Così nel 2018, 24 anni esatti dopo la morte di Ayrton Senna, e 24 ore prima del suo 23esimo compleanno, Bryan Toccaceli non poteva immaginare che la sorte lo stava meschinamente attendendo al crossodromo della Baldasserona. Un salto e poi la salita, la moto che si spegne improvvisamente e Bryan che spicca letteralmente il volo, senza controllo e senza possibilità di poter fare nulla. L’impatto con il terreno è violentissimo: lotta per quasi due settimane tra la vita e la morte. Poi vince. Ma non senza portare addosso i segni di quella vittoria: paralizzato. “A volte mi chiedo come sarebbe stato se avessi potuto muovere almeno le mani –ha commentato Toccaceli, in una intervista a San Marino TV - ma serve a poco e penso comunque al futuro, magari a un lavoro”. Eccolo, lo spirito del pilota: rimettersi comunque al manubrio della vita e provarci sempre. Con quello che si ha. Facendo il meglio che si può. Un anno intero di riabilitazione e, nel frattempo, l’affetto di una famiglia, degli amici di una vita e di tutti i grandi conosciuti negli anni: Kiara Fontanesi gli dedica il suo sesto mondiale vinto, Valentino Rossi corre con il suo logo sul casco. Il resto lo fa lui, che negli anni delle corse usava un cinghiale come simbolo , ironizzando sul suo corpo forte, potente, ma non proprio filiforme. E la consapevolezza che se quel corpo, ormai, era cambiato e destinato a cambiare, spirito e pelo duro sarebbero rimasti. Ha messo insieme le forze, le ha alimentate e fatte crescere con il lavoro, poi è tornato alla vita. Piano, ma a gas aperto. E adesso è arrivato anche quel lavoro a cui ambiva.

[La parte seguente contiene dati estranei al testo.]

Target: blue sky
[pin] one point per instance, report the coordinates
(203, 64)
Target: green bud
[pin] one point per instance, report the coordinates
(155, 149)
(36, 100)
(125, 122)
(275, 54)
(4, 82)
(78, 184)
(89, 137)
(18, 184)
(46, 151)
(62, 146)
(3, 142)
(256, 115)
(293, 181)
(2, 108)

Non un lavoro normale. Ma un lavoro speciale, anzi unico: coach della VR46 Academy. Il Ranch di Tavullia, infatti, non è solo flat track e traversi, ma c’è anche una pista dedicata al cross e il lavoro che i Valentino Rossi e gli altri dell’Academy portano avanti si concentra spesso proprio su questa disciplina, che è pericolosa, ma che è fortemente allenante. Lì al Ranch, ma anche nei tanti crossodromi del centro Italia. Serviva qualcuno che li guidasse, che li aiutasse a migliorare e Toccaceli era stato anche un maestro nella sua San Marino, come anima di una scuola di minicross che aveva avuto un grosso successo. Esperienza, spirito giusto e amicizia già radicata, quindi. Quel nome per Valentino Rossi e l’Academy poteva essere uno solo: Bryan Toccaceli.